All AWS Multi Region
Deploy everything to the cloud to multiple regions, when one region is down just failover to the other.
Recovery tips
Backup do EBS snapshots, RDS automated backups. Push those snapshots and backup to S3.
High availability, use Route 53 to automatic migrate DNS from region to region.
RDS multi-AZ
DMS
Database migration service. You can quickly and securely migrate on-premise database to AWS. During migration the source database still remain available.
Supports lots of engine. Oracle to Oracle. Posgres to Postgres. Even Microsoft SQL server to Aurora.
Continuous data replication. You have to create an EC2 instance to do the migration and continuous replication if you need. The EC2 instances will basically pull data from the database and migrate it to the target.
Source and targets
Sources: On-premises and EC2 instances databases, even S3
Target: On-premise and EC2 instance databases. RDS, Redshift, DynamoDB, S3, Kinesis Data Stream
You can transform source to target they all work.

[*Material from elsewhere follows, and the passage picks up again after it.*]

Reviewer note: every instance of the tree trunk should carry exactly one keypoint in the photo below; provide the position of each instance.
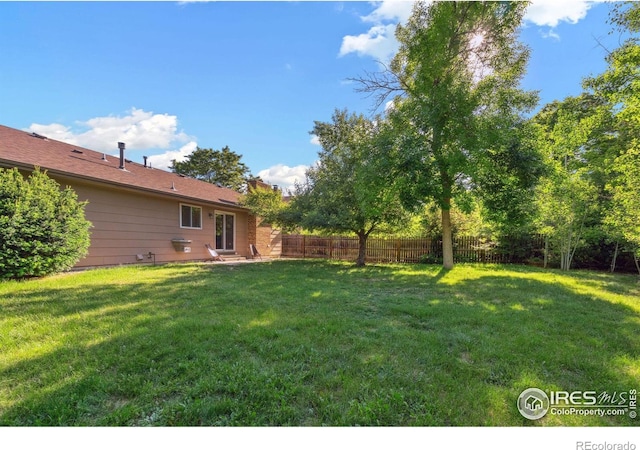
(615, 257)
(447, 239)
(546, 250)
(362, 248)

Schema conversion tools (SCT)
Convert database schema from one engine to another, if the engine aren't the same you will need to use this tool. If the database engine are the same then you don't need it.
Continuous replication
To set up continuous replication and not just a one time migration. You would still need SCT if the data engine aren't the same. Then you need the EC2 instance to do full migration and chance data capture (CDC) for continuous replication if there are new changes to the database.
RDS and Aurora Migration
RDS MySQL to Aurora
- DB snapshot from RDS then restore it as Aurora. But there are downtime if you are taking the snapshot
- Create an Aurora read replica from your RDS. Then do replication. Then promote the Aurora as own DB cluster. No downtime but there are cost
External MySQL to Aurora
- Percona XtraBackup to backup your on-premise MySQL to S3, then restore Aurora from S3
- Mysqldump and pipe it to Aurora, but this is slower since it doesn't use S3
If both database are up and running
Use DMS to do continuous replication.
RDS PostgresSQL to Aurora
- DB snapshot and then restore it as PostgresSQL Aurora, since Aurora support Postgres and MySQL
- The second option create read replica, then do replication and promote the Aurora as own DB cluster, same with MySQL.
External Postgres to Aurora
- Create backup and put it in S3, then import it using Aurora extension
Other on-premise services
VM Import / export: You can move existing VM to AWS or export them back to on-premise
AWS Application Discovery Service: Discover your on-premise server layout and plan migration
AWS Database Migration Service: Help migrate on-premise database to the cloud.
AWS Server migration service: Help migrate on-premise server to cloud incrementally.
AWS Application Migration Service: Migrate existing websites, applications, servers, and VM, and data to the cloud. Life and shift solution that simplify migration to the cloud. Convert your existing data center and replicate it on the cloud basically.
AWS Backup
Centrally manage and automate backup across AWS service. No need to create custom script and manual processes.
Supports lots of services for making backups. Support cross-region and cross-account backups for disaster recovery.
On-demand and scheduled backups. Define frequently of how often the backup is done.
Data is backed up in S3.
You can apply write once read many. The backup cannot be deleted.
Transferring large amount of data to AWS
200 TB of data with 100 Mbps internet.
- Over the internet / Site-to-site VPN: Immediate setup but very long time of transferring, so this isn't going to work
- Direct connect (1 Gbps): A month to set up DX, then still lots of time to do it.
- Snowball: Order snowballs, then one week to load data and sent it back.
- On-going replication: Site-to-site. DataSync. DMS, or DX.
VMware Cloud on AWS
Have VMware virtual machines on the cloud basically if you use VMware on-premise.
Sub-services under VMware are available and you have access to AWS cloud services like S3, EC2, Direct Connect.